Social CRM: Why Sales and Marketing Should Work Together

Sales walking in dimly lit roomMost businesses recognize that sales and marketing should work together. After all, the goal of marketing is produce leads, and the goal of sales is to convert leads. But more often than not, sales and marketing operate in silos.

As a result, neither side knows what the other is doing. At best, they might have a vague idea. Although the jobs of sales and marketing are directly related, goals are different and metrics for measuring success are different. Marketing doesn’t want to hand over the keys to its tools to sales, and sales doesn’t want marketing stepping on their toes.

Inevitably, opportunities are missed and dollars are wasted.

Part of the problem is the misconception that “working together” requires a merger of sorts between sales and marketing departments, with one manager overseeing a unified unit. In reality, “working together” simply means collaborating more closely and having visibility into the same data.

Thanks to the growing influence of social media on the sales process, the need for closer collaboration between sales and marketing has never been greater. Marketing is constantly sharing content and engaging with prospects on social media. Because marketing wants to control the conversation, follow company rules, and ensure consistent messaging, any perceived interference by sales can disrupt the process.

However, sales needs to know what marketing is doing so they can speak about it intelligently. Sales needs to understand the level of engagement between the brand and prospect so they can tailor their sales approach for each individual.

That brings us to the million-dollar question.

How does marketing provide sales with visibility into what’s happening on social media without giving sales direct access to your brand’s social media platforms?

Can a salesperson use their personal social media account to monitor sales leads? Yes, but they would probably end up with an incomplete view of each lead’s activity – unless the salesperson was willing to spend several hours or more each day on social media.

The more effective approach is to use a social customer relationship management (CRM) system. Social CRM makes it possible for sales to have visibility into social media activity without being directly engaged in the conversation.

With social CRM, the level of visibility goes deeper than knowing if someone commented on a post, clicked a link, or signed up for a blog. Social CRM uses lead scoring to quantify the level of the relationship between a prospect and your brand.

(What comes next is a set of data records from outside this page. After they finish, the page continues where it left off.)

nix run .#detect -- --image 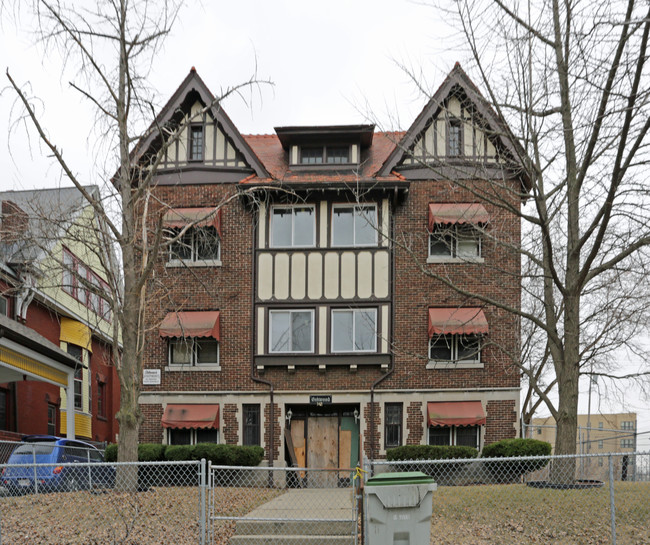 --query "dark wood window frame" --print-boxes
[187,123,205,161]
[298,144,354,166]
[384,403,404,449]
[242,403,261,446]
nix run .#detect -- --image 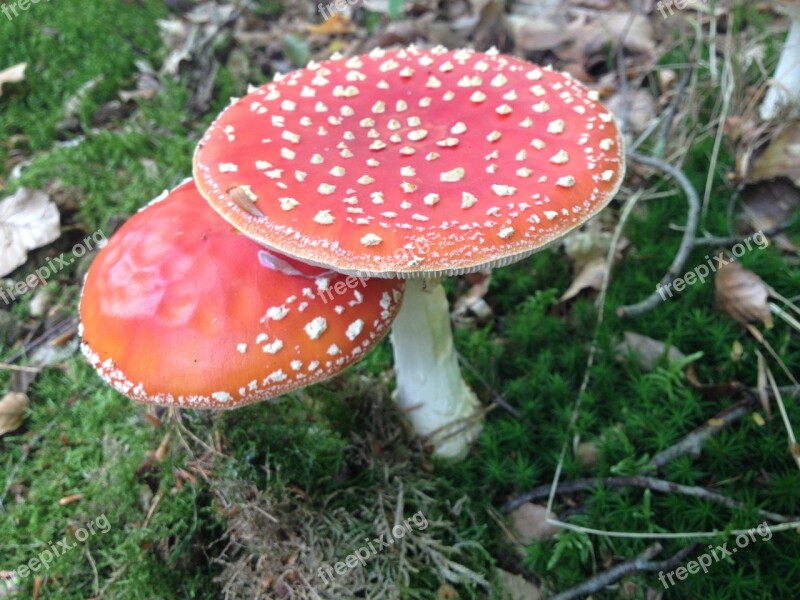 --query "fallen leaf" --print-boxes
[58,494,86,506]
[0,188,61,277]
[450,271,494,326]
[500,569,544,600]
[558,257,606,302]
[0,392,31,435]
[737,178,800,253]
[714,262,773,329]
[308,12,356,36]
[509,502,559,544]
[617,331,686,371]
[606,89,658,133]
[0,63,28,96]
[750,123,800,186]
[575,440,600,469]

Marketing can continue to engage the prospect on the prospect’s preferred social media channel without ever leaving the social CRM. Sales can then pick up the phone or send an email or instant message to the prospect to start a one-on-one conversation, using the insights gained from the social CRM to strengthen the relationship and improve the odds of conversion.

Don’t let sales wander in dimly lit rooms.

The social aspect of sales is critically important to meeting business goals. But if sales doesn’t have visibility into your social media platform, you’re basically forcing them to operate in a dimly lit room. They have a general idea of what’s happening, but little details that would aid the sales process are being missed.

Social CRM turns the lights on. It allows sales to see exactly what’s happening and the depth of the relationship between each prospect and your brand. It helps them sell more effectively and speed up the process.

With social CRM, sales and marketing learn to speak the same language, share ideas, and better understand each other’s value and contributions. Finger-pointing is replaced with collaboration.

Sales and marketing don’t have to be attached at the hip, but they do have to work together. Social CRM provides a platform that allows for a more productive, profitable relationship.